Kıvılcımlı “devrimci süreç egemenlik aygıtlarında da parçalanmalara ve yarılmala yol açar” önermesinin leninist özünü kavrayamayanlar karşısında bir burjuva egemenlik aygıtını sınıfsal bağlarından koparıp ona “antika” bağlar icat etmiştir.
Devrimci Mücadele ile polemiğimizi sonuçlandırırken bir şeyi tekrar vurgulayacağım.
Doktor Hikmet çeşitli kişilik özellikleri üretkenliği ve mücadeleciliği ile bir komünist aydın bir komünist militan olarak geleneğimizde yerini almıştır.
“Doktorculuk” ise…
Cervantes’i dinleyin!
Teori ve politika: Alışmadık gövdede don durmazmış!
Teori ve Politika adında bir dergi çıkıyor.

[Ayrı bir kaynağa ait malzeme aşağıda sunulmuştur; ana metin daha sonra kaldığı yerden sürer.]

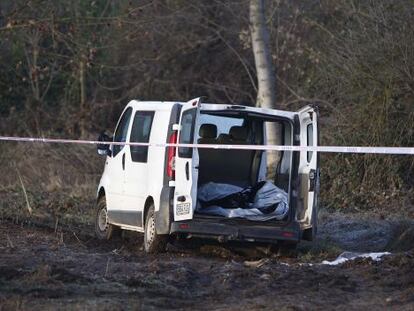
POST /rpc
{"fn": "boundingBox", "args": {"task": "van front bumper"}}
[170,218,301,244]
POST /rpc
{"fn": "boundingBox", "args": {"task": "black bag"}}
[200,181,267,209]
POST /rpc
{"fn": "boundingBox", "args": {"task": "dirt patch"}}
[315,211,414,252]
[0,220,414,310]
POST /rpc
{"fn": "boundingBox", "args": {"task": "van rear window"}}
[178,108,197,158]
[307,123,313,162]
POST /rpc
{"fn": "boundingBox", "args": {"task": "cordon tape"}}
[0,135,413,155]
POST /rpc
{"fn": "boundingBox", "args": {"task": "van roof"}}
[127,100,179,110]
[126,100,296,119]
[200,103,296,119]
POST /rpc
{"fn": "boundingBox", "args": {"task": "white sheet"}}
[197,182,289,221]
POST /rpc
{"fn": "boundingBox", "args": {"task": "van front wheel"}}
[144,205,168,253]
[95,196,119,240]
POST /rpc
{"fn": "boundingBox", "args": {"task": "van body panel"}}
[156,104,181,234]
[296,106,318,229]
[155,186,174,234]
[122,107,157,225]
[104,105,134,217]
[173,98,201,221]
[100,101,178,230]
[108,210,143,228]
[200,103,296,120]
[170,218,301,243]
[143,109,170,210]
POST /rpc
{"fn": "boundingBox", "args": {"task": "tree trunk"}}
[75,0,87,139]
[79,58,87,138]
[249,0,281,178]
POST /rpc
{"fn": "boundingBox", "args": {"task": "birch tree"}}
[249,0,280,176]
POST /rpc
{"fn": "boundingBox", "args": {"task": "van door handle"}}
[185,162,189,180]
[122,153,125,170]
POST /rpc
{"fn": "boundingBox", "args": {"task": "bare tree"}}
[249,0,280,176]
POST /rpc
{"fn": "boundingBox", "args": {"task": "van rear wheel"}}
[95,196,119,240]
[144,205,168,253]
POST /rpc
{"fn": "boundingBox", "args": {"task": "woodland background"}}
[0,0,413,222]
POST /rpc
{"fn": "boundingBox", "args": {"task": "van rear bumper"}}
[170,218,301,244]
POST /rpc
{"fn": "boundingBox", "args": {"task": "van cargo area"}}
[194,111,293,223]
[171,109,301,244]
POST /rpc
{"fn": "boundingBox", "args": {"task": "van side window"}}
[307,123,313,162]
[178,109,196,158]
[130,111,155,162]
[113,107,132,157]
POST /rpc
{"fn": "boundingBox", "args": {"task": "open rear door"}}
[297,106,319,231]
[173,98,201,221]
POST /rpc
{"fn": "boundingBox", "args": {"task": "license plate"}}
[176,202,191,216]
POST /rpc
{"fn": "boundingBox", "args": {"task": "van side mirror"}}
[97,132,112,156]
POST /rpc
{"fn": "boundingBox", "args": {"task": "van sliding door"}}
[173,98,201,221]
[297,106,319,230]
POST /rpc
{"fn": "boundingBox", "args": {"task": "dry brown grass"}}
[0,142,102,227]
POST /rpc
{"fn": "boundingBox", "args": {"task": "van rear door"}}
[297,106,319,229]
[173,98,201,221]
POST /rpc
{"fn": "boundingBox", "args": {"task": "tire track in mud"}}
[1,219,414,310]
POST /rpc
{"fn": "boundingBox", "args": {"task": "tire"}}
[95,196,119,240]
[144,205,168,254]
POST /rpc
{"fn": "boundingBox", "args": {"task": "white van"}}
[95,98,320,253]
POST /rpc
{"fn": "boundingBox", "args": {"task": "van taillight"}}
[282,232,295,238]
[167,131,177,179]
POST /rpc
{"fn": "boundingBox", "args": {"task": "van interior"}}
[195,111,293,219]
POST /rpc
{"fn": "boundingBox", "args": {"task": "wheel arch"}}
[97,187,106,201]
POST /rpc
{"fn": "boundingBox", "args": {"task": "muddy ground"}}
[0,212,414,311]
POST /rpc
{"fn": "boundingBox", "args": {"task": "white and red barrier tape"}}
[0,135,413,155]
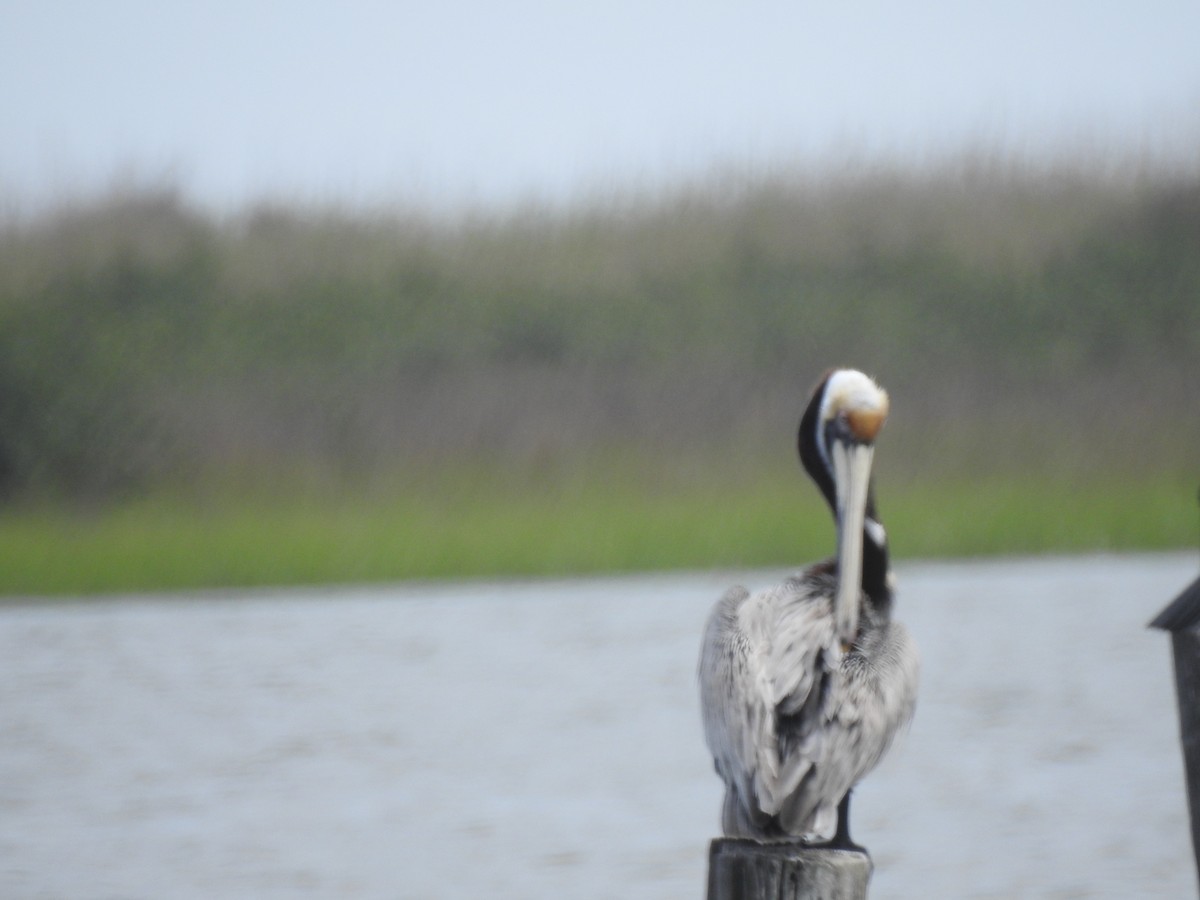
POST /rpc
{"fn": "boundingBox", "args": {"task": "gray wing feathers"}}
[698,586,755,779]
[700,579,840,822]
[749,584,841,816]
[699,577,919,838]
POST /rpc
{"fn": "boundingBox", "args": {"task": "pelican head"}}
[799,369,889,647]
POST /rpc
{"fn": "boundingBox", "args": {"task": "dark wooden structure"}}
[706,839,872,900]
[1149,565,1200,892]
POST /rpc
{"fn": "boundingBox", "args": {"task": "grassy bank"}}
[0,153,1197,594]
[1,467,1193,596]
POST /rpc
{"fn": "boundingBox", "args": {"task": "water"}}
[1,554,1196,898]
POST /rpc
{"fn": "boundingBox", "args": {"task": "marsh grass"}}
[0,149,1197,593]
[1,464,1193,596]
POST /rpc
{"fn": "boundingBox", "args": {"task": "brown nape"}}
[846,407,887,443]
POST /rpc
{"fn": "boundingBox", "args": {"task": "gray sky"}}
[3,1,1198,213]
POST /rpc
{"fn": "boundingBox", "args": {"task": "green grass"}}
[0,469,1193,597]
[1,160,1194,597]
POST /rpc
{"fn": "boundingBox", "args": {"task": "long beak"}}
[831,438,875,648]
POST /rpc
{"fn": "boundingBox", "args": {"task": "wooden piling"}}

Maocu (hadi kızdırmayalım Arnavutçu) olup da 10’dan fazla kitap okuyanların başına nelerin geldiğini gösteren bir ibret dergisi!
Bu dergi önceleri teorik abur-cuburun sergilendiği bir “entelektüel yığınak” dergisi havasındayken son dönemde kendince bir “politik” ağırlık (!) kazandı.
Teorik abur-cuburla ne kastettiğim açık olmalı. İyi sindirilmemiş teorik referansları sağlam kurulmamış ve somut-soyut-somut zinciri zayıf sol entelektüel gevezelikleri kastediyorum.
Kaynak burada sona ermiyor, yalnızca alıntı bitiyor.